Smartphones have transformed what it means to be human by turning computing from a discrete activity into a way of life for many users. David’s phantom sensations while separated from his smartphone illustrate how deeply integrated these devices have become.

People walking down a busy pedestrian street look down at their smartphones.

In under two decades, smartphones have become so deeply embedded in many people’s everyday lives that they have reshaped our bodies and minds.

Mike Kemp/In Pictures/Getty Images

While many readers—and devoted smartphone users—may find this influence troubling, abandoning our devices isn’t the solution. Our smartphones provide essential access to information, communication, and services, making them indispensable for many aspects of everyday life today.
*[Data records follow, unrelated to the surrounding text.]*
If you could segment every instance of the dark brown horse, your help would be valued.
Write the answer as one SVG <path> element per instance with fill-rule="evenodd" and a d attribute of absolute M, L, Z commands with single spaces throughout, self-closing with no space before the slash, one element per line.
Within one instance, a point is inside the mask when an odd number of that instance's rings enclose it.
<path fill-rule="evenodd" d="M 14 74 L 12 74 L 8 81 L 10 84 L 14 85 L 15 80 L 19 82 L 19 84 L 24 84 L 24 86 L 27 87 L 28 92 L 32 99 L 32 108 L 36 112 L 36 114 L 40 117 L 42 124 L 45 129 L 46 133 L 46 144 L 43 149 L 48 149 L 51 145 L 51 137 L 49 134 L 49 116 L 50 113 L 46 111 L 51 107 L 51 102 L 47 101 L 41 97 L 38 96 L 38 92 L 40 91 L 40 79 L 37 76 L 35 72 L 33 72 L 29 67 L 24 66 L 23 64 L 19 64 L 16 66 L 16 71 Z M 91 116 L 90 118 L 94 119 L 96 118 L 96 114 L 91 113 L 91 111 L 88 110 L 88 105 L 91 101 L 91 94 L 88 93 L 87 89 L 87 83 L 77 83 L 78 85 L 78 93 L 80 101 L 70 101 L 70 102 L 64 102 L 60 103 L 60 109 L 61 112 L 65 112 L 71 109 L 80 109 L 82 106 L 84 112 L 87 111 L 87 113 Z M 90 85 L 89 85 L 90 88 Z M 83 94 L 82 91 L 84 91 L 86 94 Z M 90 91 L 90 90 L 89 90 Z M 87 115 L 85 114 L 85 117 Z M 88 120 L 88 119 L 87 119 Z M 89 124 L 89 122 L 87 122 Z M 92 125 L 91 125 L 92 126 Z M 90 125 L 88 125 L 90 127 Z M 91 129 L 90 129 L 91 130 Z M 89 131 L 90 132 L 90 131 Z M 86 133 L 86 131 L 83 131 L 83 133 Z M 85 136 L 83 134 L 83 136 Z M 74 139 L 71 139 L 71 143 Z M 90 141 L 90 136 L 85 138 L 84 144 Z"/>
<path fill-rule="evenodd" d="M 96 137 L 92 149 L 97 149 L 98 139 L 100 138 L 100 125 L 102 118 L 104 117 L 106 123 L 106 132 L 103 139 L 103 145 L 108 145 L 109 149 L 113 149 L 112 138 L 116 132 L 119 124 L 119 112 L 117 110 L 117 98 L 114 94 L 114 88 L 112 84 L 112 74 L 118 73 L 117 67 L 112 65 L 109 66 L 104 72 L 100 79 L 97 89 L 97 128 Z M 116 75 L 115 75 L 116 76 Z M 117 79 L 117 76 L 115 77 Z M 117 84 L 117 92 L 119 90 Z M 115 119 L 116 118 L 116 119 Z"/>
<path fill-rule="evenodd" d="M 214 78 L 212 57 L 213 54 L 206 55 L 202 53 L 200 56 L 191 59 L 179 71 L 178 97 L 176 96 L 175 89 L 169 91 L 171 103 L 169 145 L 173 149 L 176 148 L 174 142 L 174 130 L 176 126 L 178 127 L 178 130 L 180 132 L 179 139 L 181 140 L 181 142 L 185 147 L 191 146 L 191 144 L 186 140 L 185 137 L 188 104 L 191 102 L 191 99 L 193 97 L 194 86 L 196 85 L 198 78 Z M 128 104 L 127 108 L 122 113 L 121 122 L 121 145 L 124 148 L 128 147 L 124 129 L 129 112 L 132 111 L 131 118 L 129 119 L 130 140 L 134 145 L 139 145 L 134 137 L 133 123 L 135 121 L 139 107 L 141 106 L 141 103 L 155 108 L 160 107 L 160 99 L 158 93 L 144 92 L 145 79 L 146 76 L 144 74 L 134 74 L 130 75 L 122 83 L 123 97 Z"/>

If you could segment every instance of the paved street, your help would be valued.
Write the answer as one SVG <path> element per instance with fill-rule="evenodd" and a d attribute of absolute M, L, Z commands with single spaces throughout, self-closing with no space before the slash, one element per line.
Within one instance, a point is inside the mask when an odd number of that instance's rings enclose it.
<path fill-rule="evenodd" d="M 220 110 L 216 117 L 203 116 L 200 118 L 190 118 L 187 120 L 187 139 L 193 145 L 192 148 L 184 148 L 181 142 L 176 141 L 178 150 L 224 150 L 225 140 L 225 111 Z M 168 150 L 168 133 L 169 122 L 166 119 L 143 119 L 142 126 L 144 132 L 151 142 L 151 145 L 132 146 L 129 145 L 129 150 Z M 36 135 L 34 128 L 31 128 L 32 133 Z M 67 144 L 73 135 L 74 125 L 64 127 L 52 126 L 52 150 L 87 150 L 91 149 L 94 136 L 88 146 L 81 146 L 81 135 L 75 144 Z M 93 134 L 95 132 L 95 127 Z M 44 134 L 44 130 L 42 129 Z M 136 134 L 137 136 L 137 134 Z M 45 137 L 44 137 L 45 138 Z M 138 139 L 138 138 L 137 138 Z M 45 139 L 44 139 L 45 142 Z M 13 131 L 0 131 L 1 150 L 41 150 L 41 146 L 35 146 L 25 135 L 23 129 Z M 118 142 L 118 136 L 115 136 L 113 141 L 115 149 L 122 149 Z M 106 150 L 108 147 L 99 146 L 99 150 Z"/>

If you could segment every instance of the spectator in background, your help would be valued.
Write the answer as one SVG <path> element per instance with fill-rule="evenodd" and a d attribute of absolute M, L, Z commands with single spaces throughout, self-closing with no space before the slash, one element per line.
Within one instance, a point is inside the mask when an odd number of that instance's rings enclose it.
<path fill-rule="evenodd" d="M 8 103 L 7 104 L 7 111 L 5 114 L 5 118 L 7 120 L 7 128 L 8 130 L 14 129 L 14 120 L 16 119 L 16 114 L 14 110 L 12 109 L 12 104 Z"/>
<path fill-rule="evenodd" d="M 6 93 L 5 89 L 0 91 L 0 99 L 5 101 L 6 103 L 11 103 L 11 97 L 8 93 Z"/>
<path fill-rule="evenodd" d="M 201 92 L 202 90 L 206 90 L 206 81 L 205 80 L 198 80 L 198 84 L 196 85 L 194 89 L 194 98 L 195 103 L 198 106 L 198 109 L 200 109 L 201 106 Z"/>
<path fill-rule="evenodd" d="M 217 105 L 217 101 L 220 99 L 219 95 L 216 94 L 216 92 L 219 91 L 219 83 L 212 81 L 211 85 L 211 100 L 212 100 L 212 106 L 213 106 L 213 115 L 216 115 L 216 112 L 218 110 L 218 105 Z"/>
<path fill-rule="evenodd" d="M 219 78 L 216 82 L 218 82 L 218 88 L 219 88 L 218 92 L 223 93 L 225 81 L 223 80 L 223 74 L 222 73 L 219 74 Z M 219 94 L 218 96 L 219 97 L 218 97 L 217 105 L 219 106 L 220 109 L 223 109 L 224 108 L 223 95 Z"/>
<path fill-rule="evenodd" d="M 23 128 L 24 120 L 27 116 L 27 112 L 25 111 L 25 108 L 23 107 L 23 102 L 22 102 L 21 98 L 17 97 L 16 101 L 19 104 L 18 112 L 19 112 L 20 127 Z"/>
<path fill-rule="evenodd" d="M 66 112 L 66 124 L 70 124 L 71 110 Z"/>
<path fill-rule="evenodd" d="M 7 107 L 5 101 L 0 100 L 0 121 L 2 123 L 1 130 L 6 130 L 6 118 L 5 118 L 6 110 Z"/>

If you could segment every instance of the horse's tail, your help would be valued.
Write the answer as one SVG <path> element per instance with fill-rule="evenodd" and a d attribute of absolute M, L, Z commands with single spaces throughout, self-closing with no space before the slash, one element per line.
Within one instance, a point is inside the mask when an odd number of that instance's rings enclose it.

Instead, consumers should demand that tech companies prioritize human-centered designs that empower us and preserve autonomy, privacy, and identity, rather than undermining them.

As we move forward in this era of pervasive connectivity, we must think more deeply about how these devices have become enduring extensions of our bodies and minds. The boundary between body and machine has never been blurrier; understanding this dynamic is key to ensuring that future technological designs will enhance, rather than erode, our humanity.